Fait notable, ils évitent d’utiliser des protocoles de prêt (moins de 80 % par rapport à d’autres hackers), des échanges sans KYC (moins de 75 %) et des plateformes P2P (moins de 64 %). Ce mode opératoire différent suggère que leur fonctionnement est soumis à des contraintes distinctes — ils doivent coordonner avec certains intermédiaires, avec des canaux relativement fixes.
D’après les données de surveillance de 2022 à 2025, le cycle de transfert de fonds après un vol massif suit une périodicité très structurée, généralement d’environ 45 jours. Ce cycle de blanchiment se divise en trois phases distinctes :
Première phase : stratification d’urgence (jours 0-5) — dans les premiers jours après le vol, on observe une activité transactionnelle anormale. Les protocoles DeFi deviennent la principale destination des fonds volés, avec une augmentation de 370 % du volume de transactions ; les services de mixing voient leur volume augmenter rapidement de 135-150 %. L’objectif de cette phase est de couper rapidement tout lien entre les fonds volés et leur source initiale.

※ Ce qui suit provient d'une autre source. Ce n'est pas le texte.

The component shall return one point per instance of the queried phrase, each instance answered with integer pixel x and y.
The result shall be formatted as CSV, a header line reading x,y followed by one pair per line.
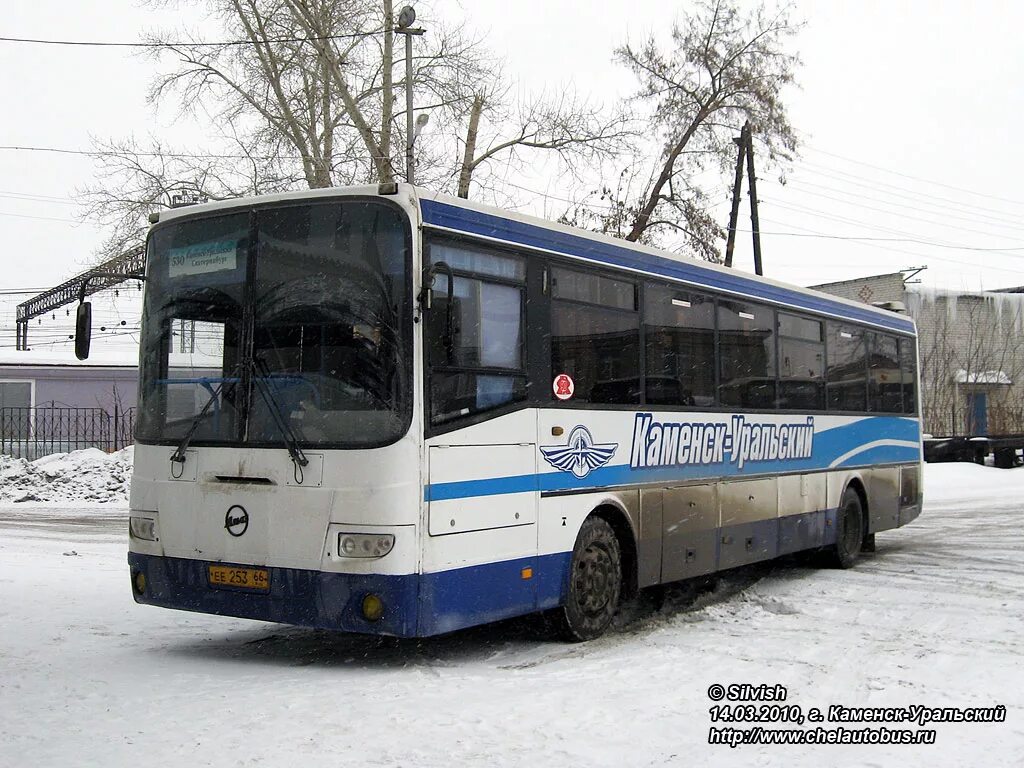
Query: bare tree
x,y
724,68
303,94
577,132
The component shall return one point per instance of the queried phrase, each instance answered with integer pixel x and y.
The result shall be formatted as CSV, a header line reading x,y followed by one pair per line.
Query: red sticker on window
x,y
562,386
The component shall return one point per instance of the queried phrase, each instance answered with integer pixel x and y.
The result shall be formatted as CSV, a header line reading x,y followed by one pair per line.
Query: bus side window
x,y
679,346
802,360
884,381
847,369
747,354
908,373
485,368
595,336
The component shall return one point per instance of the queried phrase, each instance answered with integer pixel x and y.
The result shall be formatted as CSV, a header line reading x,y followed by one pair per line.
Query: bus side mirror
x,y
83,330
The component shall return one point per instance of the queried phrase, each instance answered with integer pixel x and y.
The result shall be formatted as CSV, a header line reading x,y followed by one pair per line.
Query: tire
x,y
850,531
595,583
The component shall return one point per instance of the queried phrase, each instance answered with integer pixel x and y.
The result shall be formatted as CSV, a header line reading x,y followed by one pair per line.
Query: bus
x,y
382,410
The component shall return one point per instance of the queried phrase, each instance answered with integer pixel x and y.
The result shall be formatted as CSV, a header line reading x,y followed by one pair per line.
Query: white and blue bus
x,y
381,410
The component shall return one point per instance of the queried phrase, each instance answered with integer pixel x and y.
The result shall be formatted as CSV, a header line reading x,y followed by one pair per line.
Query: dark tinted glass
x,y
747,346
192,327
908,372
802,359
593,289
599,348
885,389
679,341
484,368
330,302
457,393
847,369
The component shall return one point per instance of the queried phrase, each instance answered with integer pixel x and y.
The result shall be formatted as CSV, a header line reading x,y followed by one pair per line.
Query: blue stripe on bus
x,y
475,222
415,605
829,445
420,605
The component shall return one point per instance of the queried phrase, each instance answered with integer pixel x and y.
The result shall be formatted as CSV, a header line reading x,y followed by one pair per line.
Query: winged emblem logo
x,y
581,455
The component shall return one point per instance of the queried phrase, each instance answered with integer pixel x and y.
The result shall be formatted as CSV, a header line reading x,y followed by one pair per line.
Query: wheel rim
x,y
594,580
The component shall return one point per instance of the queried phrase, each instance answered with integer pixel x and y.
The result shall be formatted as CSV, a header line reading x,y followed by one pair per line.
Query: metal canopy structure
x,y
129,264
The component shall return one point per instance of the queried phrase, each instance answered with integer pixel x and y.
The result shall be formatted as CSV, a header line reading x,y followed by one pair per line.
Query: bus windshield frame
x,y
307,300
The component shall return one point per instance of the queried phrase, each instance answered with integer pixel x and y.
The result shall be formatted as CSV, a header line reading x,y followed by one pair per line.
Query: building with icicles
x,y
972,350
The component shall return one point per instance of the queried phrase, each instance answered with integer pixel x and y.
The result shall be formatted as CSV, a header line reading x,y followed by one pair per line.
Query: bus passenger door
x,y
480,555
479,487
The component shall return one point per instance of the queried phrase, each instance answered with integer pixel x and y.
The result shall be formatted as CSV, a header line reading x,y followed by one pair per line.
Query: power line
x,y
43,218
905,216
869,244
198,44
112,154
935,209
905,192
906,237
913,178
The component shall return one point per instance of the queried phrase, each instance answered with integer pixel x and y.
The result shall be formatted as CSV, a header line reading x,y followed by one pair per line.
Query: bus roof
x,y
467,217
462,216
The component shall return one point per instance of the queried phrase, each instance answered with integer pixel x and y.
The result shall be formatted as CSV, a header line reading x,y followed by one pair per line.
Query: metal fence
x,y
33,432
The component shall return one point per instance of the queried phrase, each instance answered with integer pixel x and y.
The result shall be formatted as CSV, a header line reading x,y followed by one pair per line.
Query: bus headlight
x,y
365,545
142,527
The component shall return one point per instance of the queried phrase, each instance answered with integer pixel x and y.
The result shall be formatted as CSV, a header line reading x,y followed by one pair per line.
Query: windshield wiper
x,y
179,453
261,381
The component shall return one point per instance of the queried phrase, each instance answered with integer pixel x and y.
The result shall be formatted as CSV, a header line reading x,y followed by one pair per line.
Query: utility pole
x,y
752,180
734,213
406,17
744,144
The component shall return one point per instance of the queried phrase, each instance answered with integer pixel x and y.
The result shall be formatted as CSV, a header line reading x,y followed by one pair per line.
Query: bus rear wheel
x,y
850,531
595,582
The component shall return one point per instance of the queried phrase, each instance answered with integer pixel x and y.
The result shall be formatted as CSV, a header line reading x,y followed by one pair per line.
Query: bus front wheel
x,y
595,582
850,532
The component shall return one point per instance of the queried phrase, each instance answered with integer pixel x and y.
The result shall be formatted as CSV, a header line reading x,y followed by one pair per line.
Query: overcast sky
x,y
906,110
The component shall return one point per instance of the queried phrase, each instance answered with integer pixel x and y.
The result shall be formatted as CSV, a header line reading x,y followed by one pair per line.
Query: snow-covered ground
x,y
81,477
934,617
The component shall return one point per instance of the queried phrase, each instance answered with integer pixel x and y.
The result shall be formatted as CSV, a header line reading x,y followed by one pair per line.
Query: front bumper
x,y
307,598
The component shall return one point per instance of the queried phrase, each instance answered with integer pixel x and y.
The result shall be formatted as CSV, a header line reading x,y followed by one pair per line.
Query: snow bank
x,y
88,476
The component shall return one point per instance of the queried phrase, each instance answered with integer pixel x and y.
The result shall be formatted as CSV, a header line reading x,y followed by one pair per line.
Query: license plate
x,y
246,579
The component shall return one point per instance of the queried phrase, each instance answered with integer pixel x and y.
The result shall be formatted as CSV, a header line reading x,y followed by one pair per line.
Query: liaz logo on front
x,y
736,441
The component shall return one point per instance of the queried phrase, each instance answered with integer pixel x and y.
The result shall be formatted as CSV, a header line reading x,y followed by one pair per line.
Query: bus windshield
x,y
307,299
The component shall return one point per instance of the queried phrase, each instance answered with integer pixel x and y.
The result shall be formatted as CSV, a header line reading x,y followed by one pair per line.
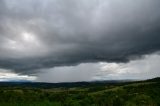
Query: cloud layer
x,y
49,33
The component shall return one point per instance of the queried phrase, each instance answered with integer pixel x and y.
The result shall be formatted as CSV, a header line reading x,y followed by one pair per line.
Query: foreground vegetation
x,y
142,93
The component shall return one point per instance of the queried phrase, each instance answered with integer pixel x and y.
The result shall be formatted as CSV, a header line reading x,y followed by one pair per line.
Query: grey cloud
x,y
41,34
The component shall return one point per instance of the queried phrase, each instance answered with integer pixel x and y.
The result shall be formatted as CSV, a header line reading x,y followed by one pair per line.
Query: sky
x,y
79,40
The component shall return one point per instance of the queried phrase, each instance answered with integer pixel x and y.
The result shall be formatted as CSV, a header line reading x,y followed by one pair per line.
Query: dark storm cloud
x,y
48,33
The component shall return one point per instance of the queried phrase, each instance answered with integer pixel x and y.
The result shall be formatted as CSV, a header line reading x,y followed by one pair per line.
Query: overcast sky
x,y
79,40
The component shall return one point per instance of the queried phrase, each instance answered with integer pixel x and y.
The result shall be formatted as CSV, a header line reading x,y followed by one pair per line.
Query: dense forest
x,y
137,93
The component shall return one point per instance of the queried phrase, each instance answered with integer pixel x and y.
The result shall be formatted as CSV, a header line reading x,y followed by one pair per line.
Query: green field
x,y
140,93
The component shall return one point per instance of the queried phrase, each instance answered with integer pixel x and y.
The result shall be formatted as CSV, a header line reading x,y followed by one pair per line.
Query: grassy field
x,y
140,93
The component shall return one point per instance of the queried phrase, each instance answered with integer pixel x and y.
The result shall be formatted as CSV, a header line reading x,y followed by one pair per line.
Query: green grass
x,y
144,93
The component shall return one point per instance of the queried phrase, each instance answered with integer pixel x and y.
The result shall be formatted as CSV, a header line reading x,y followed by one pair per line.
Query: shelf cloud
x,y
49,33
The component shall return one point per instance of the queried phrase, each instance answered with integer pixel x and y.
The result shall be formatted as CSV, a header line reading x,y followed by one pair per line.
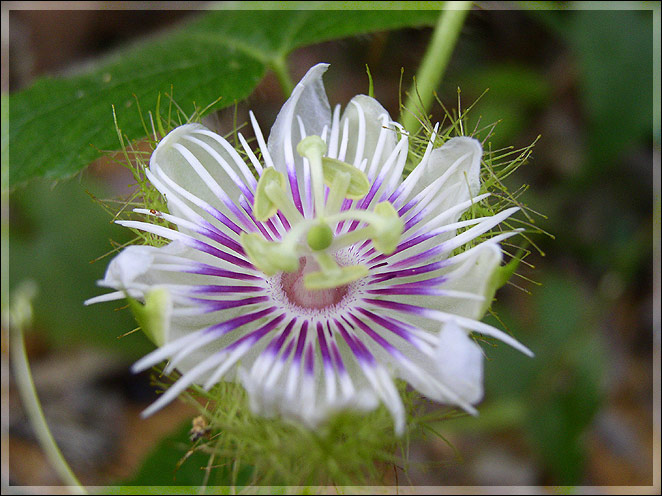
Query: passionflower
x,y
313,273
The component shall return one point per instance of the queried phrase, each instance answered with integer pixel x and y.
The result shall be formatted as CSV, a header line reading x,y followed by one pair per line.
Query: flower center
x,y
294,257
294,288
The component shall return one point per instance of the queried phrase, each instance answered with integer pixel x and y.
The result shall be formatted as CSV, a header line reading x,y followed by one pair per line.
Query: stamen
x,y
313,148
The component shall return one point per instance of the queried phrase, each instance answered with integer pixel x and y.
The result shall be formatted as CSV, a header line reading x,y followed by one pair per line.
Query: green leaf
x,y
223,53
55,233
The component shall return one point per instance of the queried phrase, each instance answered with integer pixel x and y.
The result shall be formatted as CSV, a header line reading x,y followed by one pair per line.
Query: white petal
x,y
459,362
309,102
464,182
204,164
371,133
473,275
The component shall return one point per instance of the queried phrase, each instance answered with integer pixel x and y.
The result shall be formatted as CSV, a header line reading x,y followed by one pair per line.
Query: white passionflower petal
x,y
321,279
460,363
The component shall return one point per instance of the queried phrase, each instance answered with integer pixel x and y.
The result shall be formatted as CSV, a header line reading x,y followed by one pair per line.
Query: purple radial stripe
x,y
355,345
397,328
222,218
400,307
414,271
287,352
377,266
238,213
215,305
377,338
209,270
254,336
204,247
422,256
277,343
214,234
309,364
418,290
283,219
363,203
337,358
294,186
301,341
223,328
405,245
326,358
215,288
433,281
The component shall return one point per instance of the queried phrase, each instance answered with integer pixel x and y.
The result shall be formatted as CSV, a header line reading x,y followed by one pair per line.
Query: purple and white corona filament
x,y
316,275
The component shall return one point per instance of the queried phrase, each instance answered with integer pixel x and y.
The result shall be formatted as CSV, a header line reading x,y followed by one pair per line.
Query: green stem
x,y
279,66
34,412
434,63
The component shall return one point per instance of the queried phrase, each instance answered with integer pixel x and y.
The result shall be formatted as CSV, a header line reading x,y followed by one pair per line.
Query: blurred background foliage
x,y
582,411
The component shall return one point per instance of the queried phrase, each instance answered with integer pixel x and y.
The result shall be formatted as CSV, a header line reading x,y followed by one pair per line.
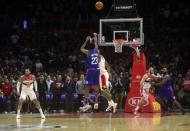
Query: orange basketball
x,y
99,5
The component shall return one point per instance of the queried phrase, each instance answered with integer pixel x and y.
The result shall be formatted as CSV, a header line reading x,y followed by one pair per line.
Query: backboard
x,y
129,29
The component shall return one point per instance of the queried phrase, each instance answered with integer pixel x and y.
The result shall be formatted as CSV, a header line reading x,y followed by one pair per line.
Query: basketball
x,y
99,5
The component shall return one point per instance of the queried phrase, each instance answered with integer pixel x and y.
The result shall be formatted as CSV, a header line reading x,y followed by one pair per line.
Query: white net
x,y
118,44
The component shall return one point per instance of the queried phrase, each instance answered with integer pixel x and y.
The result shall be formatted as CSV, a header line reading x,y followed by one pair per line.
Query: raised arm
x,y
82,49
95,40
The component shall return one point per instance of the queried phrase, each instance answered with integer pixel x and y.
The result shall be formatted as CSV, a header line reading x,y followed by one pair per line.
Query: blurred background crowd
x,y
47,38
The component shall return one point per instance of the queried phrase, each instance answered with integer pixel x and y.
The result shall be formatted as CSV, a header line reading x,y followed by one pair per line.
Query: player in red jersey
x,y
26,83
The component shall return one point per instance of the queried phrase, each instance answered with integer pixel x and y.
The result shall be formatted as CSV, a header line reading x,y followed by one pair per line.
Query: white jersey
x,y
102,64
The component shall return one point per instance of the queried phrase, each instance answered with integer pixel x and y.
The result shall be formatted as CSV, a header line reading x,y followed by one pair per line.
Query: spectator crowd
x,y
50,47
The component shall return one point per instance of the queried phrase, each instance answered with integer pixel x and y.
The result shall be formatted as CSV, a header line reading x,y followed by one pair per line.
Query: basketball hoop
x,y
118,44
136,48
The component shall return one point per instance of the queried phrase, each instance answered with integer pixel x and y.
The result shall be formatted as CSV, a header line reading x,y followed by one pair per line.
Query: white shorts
x,y
146,88
28,92
103,80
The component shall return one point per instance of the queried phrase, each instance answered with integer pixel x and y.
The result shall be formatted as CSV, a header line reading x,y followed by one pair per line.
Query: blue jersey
x,y
92,61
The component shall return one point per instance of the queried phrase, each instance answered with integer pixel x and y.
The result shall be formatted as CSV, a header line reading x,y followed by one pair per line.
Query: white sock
x,y
18,112
41,112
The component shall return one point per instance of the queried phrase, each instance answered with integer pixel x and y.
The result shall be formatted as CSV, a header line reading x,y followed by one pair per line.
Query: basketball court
x,y
96,121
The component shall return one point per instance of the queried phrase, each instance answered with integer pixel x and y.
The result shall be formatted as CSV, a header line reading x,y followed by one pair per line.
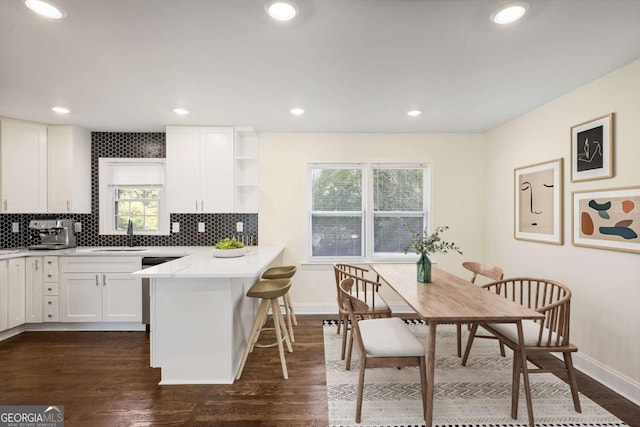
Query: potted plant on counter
x,y
229,248
425,244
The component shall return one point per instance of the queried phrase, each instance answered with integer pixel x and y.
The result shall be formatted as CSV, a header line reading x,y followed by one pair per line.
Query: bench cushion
x,y
530,329
389,337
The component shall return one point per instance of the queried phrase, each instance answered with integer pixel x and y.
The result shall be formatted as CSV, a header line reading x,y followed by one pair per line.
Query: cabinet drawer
x,y
50,269
50,309
50,288
89,264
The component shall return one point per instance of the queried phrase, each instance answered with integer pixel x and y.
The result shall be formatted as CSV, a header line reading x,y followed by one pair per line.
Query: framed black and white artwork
x,y
592,149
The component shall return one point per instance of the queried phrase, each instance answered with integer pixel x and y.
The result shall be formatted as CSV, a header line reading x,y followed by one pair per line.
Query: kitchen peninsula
x,y
200,317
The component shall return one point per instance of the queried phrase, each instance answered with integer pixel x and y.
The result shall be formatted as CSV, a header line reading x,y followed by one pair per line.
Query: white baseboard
x,y
620,384
611,379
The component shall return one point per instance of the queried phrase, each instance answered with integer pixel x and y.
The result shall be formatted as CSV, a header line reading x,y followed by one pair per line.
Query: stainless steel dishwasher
x,y
148,262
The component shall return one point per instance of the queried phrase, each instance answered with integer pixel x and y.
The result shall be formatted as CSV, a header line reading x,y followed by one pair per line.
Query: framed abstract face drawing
x,y
592,149
607,219
538,202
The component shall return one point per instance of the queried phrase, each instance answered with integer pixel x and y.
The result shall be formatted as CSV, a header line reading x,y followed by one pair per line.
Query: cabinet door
x,y
16,294
121,298
216,170
182,169
69,169
80,298
4,294
34,292
24,167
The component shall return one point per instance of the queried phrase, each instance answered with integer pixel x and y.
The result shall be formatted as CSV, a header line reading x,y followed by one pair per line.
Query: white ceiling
x,y
353,65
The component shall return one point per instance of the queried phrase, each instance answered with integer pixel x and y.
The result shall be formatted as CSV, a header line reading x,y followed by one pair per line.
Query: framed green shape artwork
x,y
538,202
607,219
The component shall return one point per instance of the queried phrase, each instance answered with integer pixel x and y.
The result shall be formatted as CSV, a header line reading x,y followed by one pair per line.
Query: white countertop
x,y
140,251
203,264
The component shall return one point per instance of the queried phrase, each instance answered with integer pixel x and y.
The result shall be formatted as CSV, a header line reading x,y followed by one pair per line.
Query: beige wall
x,y
605,284
472,181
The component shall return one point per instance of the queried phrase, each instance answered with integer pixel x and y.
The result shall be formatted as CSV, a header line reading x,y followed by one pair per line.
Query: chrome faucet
x,y
130,234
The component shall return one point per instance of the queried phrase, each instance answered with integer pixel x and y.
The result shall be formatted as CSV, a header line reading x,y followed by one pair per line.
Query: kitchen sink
x,y
119,250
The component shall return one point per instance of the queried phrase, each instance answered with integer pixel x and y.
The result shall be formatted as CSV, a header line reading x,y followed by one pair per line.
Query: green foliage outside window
x,y
141,205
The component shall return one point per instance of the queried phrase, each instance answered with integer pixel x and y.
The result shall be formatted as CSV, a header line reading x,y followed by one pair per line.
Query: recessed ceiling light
x,y
61,110
46,9
281,10
509,13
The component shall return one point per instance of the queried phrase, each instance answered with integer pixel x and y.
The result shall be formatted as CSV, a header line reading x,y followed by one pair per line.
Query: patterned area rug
x,y
476,395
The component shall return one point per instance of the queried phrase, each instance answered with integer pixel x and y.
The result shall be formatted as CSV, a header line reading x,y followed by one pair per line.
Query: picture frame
x,y
592,149
538,202
607,219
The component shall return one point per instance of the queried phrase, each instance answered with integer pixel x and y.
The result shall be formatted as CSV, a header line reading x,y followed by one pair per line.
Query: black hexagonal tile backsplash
x,y
132,145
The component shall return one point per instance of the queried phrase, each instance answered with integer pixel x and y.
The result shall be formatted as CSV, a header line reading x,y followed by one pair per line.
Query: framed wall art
x,y
607,219
538,202
592,149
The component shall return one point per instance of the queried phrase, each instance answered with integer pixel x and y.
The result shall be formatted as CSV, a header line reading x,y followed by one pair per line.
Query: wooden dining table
x,y
451,299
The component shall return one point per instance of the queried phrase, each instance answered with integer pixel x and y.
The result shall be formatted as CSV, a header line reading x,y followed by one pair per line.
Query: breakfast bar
x,y
200,318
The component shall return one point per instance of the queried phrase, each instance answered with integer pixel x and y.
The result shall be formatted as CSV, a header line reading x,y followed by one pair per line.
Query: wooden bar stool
x,y
284,272
269,291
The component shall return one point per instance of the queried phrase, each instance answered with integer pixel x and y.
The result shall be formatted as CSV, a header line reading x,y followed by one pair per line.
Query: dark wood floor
x,y
103,379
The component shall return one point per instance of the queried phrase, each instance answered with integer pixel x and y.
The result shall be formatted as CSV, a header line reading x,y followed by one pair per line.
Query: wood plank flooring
x,y
104,379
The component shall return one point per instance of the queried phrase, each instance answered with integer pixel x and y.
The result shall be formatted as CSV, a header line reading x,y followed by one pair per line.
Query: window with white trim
x,y
132,189
360,211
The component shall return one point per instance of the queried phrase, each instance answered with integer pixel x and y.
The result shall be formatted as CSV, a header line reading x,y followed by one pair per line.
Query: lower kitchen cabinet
x,y
33,291
4,294
16,298
100,289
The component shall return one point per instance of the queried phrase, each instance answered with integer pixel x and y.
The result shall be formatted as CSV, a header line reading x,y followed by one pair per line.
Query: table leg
x,y
431,355
525,373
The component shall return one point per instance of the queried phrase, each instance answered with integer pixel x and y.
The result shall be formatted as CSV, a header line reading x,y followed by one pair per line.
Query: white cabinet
x,y
246,170
4,294
100,289
33,292
16,297
50,290
200,169
23,150
69,169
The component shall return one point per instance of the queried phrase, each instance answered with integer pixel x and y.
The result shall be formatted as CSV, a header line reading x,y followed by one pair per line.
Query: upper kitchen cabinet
x,y
246,170
69,170
200,169
23,150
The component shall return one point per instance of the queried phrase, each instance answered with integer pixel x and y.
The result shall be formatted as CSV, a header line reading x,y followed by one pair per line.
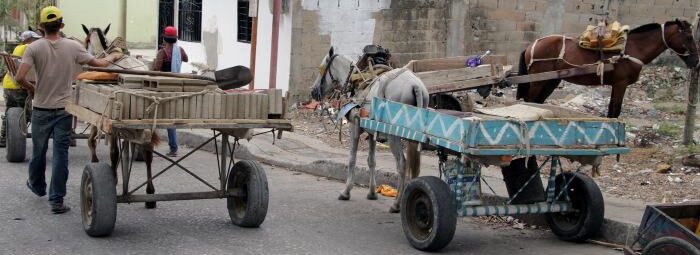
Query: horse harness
x,y
612,60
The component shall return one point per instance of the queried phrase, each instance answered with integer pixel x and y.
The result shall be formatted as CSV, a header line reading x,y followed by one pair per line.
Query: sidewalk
x,y
309,155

Deuxième phase : fusion initiale (jours 6-10) — après la deuxième semaine, les fonds commencent à transiter vers des services facilitant leur intégration dans l’écosystème. Les échanges centralisés (CEX) et les plateformes avec moins de restrictions KYC reçoivent 37 % et 32 % de plus, respectivement ; la deuxième vague de services de mixing continue d’opérer, et des ponts inter-chaînes comme XMRt aident à disperser les fonds entre plusieurs chaînes (augmentation de 141 %). C’est une étape clé vers la sortie finale.
Troisième phase : fusion longue (jours 20-45) — la dernière étape privilégie les services permettant de convertir en monnaie fiat. Les échanges sans KYC augmentent de 82 %, les services de garantie de 87 %, les échanges instantanés de 61 %, et des plateformes chinoises comme HuiWang de 45 %, devenant les points de sortie finaux. Les plateformes dans des juridictions moins réglementées augmentent de 33 %, complétant ainsi la boucle du réseau de blanchiment.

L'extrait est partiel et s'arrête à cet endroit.